Outline –> Pre-writing Jim –> Pre-Writing Tonianne –> Pre-Writing Paul –> Discussion –> Draft Jim –> Draft Tonianne –> Draft Paul –> Draft Jim –> Draft Tonianne –> Draft Paul –> Draft Jim –> Draft Tonianne –> Draft Paul –> Draft Jim –> Draft Tonianne –> Draft Paul –> Draft Jim –> Draft Tonianne –> Draft Paul –> Draft Jim –> Draft Tonianne –> Draft Paul –> Draft Jim –> Draft Tonianne –> Draft Paul –> Draft Jim –> Draft Tonianne –> Draft Paul –> Discussion –> Final Draft Jim –> Final Draft Tonianne –> Final Draft Paul –> Final Draft Jim –> Final Draft Tonianne –> Final Draft Paul –> Final Draft Jim –> Final Draft Tonianne –> Final Draft Paul –> Final Draft Jim –> Final Draft Tonianne –> Final Draft Paul –> Final Draft Jim –> Final Draft Tonianne –> Final Draft Paul –> Final Draft Jim –> Final Draft Tonianne –> Final Draft Paul –> Final Draft Jim –> Final Draft Tonianne –> Final Draft Paul –> Draft Production –> Crowdsourcing –> Discussion –> Release Draft Jim –> Release Draft Tonianne … etc.

Phew.

Add to this that during those big repetitive blocks, work isn’t necessarily done all at once.  Jim, Tonianne, and Paul are accessing a shared document, writing it and editing it over the course of several weeks.  But during those weeks, we want to be able to see who is doing what.  We don’t want to lose work in a black hole called “Churn” and have it turn out that Tonianne really wrote the chapter because Jim and Paul were just plain lazy.
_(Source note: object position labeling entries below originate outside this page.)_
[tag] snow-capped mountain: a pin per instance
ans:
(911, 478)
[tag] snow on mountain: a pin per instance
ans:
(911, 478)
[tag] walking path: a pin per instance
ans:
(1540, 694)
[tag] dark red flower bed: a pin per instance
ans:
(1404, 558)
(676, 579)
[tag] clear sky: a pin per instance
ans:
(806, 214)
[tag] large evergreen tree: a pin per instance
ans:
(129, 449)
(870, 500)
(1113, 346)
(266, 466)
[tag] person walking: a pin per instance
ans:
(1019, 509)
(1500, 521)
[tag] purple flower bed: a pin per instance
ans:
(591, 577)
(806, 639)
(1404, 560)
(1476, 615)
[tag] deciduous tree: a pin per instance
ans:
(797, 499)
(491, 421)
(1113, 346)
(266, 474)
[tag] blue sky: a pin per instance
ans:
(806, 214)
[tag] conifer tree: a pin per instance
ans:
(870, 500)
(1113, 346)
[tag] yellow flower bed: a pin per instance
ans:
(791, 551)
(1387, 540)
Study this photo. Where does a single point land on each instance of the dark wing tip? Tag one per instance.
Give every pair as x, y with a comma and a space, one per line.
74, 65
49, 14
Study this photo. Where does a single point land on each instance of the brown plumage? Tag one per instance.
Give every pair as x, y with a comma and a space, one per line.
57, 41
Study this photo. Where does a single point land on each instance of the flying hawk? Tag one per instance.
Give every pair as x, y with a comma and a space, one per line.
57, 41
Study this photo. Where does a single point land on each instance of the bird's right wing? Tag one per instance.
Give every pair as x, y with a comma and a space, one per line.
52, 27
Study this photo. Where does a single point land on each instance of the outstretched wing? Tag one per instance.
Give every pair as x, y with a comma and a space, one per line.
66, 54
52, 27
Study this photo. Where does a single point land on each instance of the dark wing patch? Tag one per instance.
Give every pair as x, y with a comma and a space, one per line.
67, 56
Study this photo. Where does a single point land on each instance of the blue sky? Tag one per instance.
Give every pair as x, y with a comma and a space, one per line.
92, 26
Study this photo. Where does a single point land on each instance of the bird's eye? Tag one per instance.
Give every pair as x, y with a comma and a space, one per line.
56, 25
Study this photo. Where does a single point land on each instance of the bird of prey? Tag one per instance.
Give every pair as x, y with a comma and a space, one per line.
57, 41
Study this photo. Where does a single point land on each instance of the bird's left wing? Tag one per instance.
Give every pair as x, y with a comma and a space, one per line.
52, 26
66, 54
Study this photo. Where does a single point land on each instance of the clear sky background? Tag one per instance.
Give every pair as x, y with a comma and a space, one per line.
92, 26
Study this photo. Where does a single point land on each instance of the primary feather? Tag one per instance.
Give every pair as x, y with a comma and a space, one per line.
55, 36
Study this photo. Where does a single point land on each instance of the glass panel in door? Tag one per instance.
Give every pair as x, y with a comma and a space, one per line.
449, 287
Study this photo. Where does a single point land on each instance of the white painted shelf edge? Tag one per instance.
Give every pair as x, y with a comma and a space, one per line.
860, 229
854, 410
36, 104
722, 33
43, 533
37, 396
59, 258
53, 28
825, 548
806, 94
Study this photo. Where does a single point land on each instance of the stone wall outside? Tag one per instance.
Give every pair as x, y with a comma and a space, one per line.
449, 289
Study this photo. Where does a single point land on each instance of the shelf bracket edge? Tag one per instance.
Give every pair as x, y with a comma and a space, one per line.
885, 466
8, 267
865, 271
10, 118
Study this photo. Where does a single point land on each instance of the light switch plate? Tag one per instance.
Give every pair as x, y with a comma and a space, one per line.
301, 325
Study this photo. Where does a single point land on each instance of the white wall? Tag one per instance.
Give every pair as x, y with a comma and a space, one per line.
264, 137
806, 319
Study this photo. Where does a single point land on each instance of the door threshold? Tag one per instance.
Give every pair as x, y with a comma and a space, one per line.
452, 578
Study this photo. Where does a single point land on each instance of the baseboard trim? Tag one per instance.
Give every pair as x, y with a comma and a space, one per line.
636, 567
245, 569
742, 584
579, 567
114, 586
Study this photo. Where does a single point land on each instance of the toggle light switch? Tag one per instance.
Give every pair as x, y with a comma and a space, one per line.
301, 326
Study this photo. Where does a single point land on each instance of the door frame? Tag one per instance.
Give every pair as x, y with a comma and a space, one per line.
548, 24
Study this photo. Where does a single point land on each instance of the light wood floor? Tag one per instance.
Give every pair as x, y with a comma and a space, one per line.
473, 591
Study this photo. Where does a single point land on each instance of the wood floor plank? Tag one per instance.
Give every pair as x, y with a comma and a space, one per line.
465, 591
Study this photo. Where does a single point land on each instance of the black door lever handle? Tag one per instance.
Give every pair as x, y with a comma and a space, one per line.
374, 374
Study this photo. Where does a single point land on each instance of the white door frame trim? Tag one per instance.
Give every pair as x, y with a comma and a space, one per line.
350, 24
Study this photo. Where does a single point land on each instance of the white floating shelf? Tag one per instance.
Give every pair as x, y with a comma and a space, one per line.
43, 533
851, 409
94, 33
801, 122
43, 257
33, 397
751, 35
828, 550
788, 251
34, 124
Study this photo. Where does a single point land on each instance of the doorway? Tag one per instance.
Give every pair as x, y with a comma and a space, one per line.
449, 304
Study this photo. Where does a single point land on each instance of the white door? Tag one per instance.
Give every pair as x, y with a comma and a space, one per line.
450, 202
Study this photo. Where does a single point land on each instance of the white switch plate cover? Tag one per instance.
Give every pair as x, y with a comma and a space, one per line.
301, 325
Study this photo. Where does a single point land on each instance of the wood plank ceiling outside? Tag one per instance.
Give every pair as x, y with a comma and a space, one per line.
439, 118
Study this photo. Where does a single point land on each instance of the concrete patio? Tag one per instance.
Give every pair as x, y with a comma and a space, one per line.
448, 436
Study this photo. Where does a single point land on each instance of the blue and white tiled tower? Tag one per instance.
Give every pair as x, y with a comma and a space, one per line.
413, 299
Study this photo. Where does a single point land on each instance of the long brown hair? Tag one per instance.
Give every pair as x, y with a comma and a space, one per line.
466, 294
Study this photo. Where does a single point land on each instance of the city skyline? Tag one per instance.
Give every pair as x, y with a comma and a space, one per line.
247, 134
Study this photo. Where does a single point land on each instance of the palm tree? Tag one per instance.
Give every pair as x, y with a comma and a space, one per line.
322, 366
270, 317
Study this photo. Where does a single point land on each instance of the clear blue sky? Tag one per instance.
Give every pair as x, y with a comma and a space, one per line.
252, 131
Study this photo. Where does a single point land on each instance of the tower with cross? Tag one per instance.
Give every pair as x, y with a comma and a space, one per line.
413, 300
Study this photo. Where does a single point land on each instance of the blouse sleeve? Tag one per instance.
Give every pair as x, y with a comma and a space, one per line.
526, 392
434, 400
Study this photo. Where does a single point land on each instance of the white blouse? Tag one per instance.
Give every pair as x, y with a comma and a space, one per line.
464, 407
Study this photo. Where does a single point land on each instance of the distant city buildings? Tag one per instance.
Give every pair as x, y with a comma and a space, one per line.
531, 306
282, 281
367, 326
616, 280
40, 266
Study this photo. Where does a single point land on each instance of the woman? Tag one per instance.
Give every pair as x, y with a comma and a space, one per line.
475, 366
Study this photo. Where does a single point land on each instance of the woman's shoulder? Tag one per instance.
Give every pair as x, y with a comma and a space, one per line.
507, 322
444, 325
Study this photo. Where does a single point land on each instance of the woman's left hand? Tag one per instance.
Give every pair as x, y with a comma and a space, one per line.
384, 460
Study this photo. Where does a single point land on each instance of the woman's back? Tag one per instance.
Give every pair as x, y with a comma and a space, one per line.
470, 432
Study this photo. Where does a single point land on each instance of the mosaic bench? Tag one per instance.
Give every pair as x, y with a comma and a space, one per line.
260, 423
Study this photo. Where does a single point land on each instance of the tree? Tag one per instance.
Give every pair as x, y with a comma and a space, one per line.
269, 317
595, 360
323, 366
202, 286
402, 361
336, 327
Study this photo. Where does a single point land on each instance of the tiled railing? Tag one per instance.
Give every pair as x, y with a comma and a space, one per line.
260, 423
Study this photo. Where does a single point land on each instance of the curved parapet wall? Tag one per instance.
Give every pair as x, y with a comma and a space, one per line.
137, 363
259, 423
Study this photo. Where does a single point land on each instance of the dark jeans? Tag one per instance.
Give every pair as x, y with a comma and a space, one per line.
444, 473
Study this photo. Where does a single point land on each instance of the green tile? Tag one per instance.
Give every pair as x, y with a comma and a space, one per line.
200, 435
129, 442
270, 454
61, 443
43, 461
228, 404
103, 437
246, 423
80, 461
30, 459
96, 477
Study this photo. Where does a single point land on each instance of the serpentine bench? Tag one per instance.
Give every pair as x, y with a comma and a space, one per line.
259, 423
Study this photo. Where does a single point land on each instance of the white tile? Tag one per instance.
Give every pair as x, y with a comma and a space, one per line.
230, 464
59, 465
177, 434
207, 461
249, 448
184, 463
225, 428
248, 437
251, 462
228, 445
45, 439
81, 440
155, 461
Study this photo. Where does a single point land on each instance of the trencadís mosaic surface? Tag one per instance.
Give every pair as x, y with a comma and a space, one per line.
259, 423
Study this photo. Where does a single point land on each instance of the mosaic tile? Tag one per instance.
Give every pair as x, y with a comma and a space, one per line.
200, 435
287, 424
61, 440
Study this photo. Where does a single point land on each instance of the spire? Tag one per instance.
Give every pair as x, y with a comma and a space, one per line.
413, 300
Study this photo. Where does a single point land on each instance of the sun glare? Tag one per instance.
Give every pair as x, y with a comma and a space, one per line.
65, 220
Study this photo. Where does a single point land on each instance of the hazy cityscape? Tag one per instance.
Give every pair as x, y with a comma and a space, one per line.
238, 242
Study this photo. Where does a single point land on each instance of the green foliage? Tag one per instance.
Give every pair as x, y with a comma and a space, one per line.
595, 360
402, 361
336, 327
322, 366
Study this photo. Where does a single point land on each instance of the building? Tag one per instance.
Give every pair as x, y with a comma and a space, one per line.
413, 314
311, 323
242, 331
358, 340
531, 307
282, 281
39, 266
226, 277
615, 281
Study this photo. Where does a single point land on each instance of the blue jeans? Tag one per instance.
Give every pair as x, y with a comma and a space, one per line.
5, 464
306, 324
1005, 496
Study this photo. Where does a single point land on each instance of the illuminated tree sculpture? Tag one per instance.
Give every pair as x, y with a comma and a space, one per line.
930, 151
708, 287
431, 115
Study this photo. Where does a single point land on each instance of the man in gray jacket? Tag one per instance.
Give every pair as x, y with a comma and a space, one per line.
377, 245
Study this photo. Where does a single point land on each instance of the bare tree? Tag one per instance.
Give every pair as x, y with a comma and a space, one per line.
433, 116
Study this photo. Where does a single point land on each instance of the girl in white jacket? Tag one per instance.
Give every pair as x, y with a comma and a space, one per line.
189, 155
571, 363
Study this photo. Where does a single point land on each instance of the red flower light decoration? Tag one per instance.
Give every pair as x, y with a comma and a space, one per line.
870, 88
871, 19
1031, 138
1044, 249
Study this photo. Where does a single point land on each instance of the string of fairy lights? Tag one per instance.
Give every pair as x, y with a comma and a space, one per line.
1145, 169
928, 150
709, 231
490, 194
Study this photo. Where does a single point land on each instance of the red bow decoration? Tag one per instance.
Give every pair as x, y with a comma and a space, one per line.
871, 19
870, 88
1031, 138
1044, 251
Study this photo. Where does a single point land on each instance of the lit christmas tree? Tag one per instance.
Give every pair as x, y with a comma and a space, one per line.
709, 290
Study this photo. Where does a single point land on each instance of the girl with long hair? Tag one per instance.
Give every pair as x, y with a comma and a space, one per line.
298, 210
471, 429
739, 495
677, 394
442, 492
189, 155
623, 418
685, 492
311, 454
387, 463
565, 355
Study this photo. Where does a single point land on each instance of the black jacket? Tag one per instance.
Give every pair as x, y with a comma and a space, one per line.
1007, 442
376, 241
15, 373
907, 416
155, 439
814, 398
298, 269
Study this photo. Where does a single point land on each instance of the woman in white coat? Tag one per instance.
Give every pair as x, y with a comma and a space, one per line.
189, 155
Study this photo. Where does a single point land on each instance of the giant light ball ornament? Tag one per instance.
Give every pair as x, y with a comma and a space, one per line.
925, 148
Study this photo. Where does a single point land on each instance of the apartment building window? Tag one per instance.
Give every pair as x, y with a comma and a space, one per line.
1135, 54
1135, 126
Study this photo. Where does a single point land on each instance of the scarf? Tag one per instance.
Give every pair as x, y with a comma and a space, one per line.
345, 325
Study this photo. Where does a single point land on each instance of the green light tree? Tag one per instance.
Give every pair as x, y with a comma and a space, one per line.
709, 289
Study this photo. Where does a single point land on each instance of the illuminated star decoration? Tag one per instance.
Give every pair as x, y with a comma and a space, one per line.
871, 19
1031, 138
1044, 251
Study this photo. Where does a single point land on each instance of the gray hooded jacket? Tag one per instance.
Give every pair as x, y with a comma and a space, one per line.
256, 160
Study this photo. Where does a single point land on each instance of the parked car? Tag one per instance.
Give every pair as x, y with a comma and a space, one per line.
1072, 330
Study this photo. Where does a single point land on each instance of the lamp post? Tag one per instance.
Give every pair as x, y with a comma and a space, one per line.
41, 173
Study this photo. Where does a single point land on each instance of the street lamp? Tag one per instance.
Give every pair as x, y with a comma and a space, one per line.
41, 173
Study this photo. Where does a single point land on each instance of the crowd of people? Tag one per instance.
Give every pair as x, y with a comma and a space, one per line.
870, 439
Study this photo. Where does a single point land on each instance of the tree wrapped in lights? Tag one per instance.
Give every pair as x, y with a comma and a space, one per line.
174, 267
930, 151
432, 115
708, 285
Making the task “Churn” with no clear understanding of responsibility obscures who is actually doing the work, the amount of work it entails, and what - in this context - the definition of "done" is. This sends us back to our pre-Personal Kanban state of knowing there is a task, but not understanding its true nature.

Handoffs don’t work. Genericizing the group task doesn’t work. We need clarity.

To respond to this, I’ve created a few design patterns:

The Churn Chart

The Churn Chart – We created this pattern in response to a project at the World Bank. The Churn Chart lists elements in churn, the people responsible for them, their relative state of completion, and any issues they may be facing. If the group can meet regularly (or if an automated system can be developed) Churn Charts are useful for reporting how close to done the element is in that phase.

Routing Slip Ban

Routing-Slipban – This pattern pictured here is a circle but it can, of course, assume any shape you choose. Routing-Slipban owes its admittedly inelegant name to the now-antiquated paper trail tracker that used to accompany documents as they circulated throughout an office. People would read the material, take appropriate action, pass the envelope to the next person on the list and the process would repeat.

With Routing-Slipban, the attached sticky note includes a short routing slip showing who has and has not touched the task.  When an individual is done with a task, they move it into the backlog of whomever they feel should handle it next.  I would assume this pattern would be best used by small groups where the individual members had a very clear idea of whose attention was appropriate for this task next. (This pushes work and therefore can be dangerous).

Cycleban – Like Routing-Slipban, Cycleban notes on the sticky who has and has not worked on this specific item yet.  Here we take tasks completed by an individual and place them into a shared ready queue where they can be pulled again until the task is complete.  As more people complete them, the tasks become increasingly focused inching closer to completion.

This may be a visual cue that one item may be more important to pull than another.  The more boxes that are checked off, the more a task is prioritized because it can be completed and moved entirely off the board.

To Every Season, Churn, Churn, Churn

Undertow and churn are inherent to both knowledge and individual work.  Since the goal of Personal Kanban is to visualize the true nature of work, we cannot hide from these two forces. Embrace churn! Know your undertow!